Dans le cercle fermé des artisans du cinéma de genre moderne, il y a une petite poignée de génies et les autres. Parmi eux, Alexandre Aja. De Haute Tension à son remake de La Colline a des Yeux, de son très beau Mirrors à son sur-kiffant Piranha 3D, le frenchie bien installé à Hollywood a su conquérir le cœur des fans d’horreur avec un parcours pour l’instant sans faute. Le voici de retour avec le mystérieux et alléchant Horns, thriller fantastico-horrifique avec Daniel Radcliffe, Juno Temple et Anthony Minghella, pour les rôles majeurs. Car comme il est devenu coutume dans le genre depuis quelques années, le réalisateur se paye une galerie de seconds rôles soutenue par des guests sacrément glorieux : David Morse, Heather Graham, Kathleen Quinlan, James Remar… Présenté au Festival de Toronto, Horns est l’adaptation d’un roman éponyme signé Joe Hill, de son vrai nom Joseph Hillstrom King où, pour ceux qui ne le savent pas, le fils de l’illustre Stephen King. L’histoire cruelle et tragique de Ignatius Perrish, jeune homme fou amoureux de la belle et douce Merrin, devenu le paria le plus détesté de sa petite ville bouseuse, depuis que cette dernière a été retrouvée sauvagement assassinée et que tout le monde le désigne coupable. Lorsqu’un lendemain de cuite, il se réveille avec d’étranges cornes sur la tête s’ajoutant à des capacités paranormales poussant les gens à clamer les vérités enfouies au plus profond d’eux à son contact, Ig se lance dans une croisade pour débusquer le véritable meurtrier de sa compagne…

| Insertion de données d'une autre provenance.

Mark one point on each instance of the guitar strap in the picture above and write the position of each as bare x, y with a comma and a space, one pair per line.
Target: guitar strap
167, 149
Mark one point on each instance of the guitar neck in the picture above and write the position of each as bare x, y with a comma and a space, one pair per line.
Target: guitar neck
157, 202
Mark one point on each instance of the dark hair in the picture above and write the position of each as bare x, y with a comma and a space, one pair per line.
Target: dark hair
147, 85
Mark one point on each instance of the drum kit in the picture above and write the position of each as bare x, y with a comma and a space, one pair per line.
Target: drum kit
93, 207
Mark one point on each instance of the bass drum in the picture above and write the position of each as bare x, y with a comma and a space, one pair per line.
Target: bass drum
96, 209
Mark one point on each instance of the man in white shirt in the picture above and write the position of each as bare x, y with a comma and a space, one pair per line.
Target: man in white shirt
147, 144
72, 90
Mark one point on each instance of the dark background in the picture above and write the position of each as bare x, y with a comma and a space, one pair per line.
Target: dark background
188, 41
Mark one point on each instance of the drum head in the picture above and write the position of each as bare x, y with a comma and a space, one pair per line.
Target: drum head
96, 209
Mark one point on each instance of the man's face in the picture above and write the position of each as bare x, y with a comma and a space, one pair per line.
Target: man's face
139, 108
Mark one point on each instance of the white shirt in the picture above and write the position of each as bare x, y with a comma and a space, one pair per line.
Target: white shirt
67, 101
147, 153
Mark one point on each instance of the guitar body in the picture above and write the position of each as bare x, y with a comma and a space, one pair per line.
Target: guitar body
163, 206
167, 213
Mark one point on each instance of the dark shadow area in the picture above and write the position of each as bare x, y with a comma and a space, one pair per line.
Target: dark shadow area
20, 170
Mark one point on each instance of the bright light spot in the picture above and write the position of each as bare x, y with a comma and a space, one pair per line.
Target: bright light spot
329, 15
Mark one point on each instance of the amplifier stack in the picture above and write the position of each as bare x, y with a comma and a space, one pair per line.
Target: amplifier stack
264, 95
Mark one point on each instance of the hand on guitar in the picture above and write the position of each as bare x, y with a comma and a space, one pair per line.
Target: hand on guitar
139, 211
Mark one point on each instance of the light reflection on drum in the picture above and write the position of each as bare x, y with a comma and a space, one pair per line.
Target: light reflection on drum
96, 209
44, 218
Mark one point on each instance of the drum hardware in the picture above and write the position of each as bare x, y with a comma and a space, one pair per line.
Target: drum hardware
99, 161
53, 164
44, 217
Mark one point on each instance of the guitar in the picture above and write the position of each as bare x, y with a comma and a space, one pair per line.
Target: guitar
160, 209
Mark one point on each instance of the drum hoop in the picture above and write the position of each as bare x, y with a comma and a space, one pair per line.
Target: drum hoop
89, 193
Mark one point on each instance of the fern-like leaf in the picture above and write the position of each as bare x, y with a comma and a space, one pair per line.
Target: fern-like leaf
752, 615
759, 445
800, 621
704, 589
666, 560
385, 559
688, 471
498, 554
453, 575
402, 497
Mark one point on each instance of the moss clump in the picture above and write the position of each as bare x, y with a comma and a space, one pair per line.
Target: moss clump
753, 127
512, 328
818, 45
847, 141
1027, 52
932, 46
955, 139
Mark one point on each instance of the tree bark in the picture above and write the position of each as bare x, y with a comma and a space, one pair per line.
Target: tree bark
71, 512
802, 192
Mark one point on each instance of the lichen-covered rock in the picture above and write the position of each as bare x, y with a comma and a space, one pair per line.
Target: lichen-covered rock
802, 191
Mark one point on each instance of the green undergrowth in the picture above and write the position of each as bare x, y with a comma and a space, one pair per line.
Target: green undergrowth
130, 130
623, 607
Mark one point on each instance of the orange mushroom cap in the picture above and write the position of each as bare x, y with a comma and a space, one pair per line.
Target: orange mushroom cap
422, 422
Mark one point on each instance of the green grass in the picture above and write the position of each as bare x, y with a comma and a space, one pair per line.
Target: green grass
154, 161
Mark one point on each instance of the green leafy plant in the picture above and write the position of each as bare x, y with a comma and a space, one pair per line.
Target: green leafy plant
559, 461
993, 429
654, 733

Sur le papier, comme avec sa bande-annonce, Horns est un film aux allures d’œuvre singulière et étrange, pas forcément des plus attirantes de premier abord pour qui recherche seulement le pur fun horrifique régressif, mais dans tous les cas, un nouveau long-métrage sacrément intrigant dans le fond. Car cette fois-ci, Alexandre Aja semble tenter un véritable pari inédit, celui de se détourner du seul plaisir jubilatoire pour s’immerger dans une histoire dramatique forte. Et on l’en sait grandement capable, le cinéaste ayant déjà montré par le passé, sa capacité à faire autre chose que du cinoche de genre. On pense à l’excellent Furia, son premier film avec Marion Cotillard et Stanislas Merhar, tourné en 1999. Une chose est sûre, on faisait confiance à 100% à Aja, pour ce qui était de tirer le meilleur de cette histoire étonnante. Et on ne s’y est pas trompé. Une fois de plus, à force de sueur et de sang, dévoué corps et âme à faire à son film, le réalisateur français se sera battu pour imposer sa vision, son style, ses idées, avec pour but ultime de livrer le meilleur résultat possible. Et ce résultat est tout simplement brillant, donnant lieu à une œuvre unique, traversant les genres avec un plaisir qui n’a d’égal que son audace et sa virtuosité narrative. Tour à tout drame, thriller à enquête, film fantastique, film d’horreur et même comédie noire (oui, oui, vous avez bien lu), Horns est un nouvel exemple témoignant du talent dingue de son auteur pour accoucher de films à la fois plaisants et intelligents, en plus d’être formellement splendides. 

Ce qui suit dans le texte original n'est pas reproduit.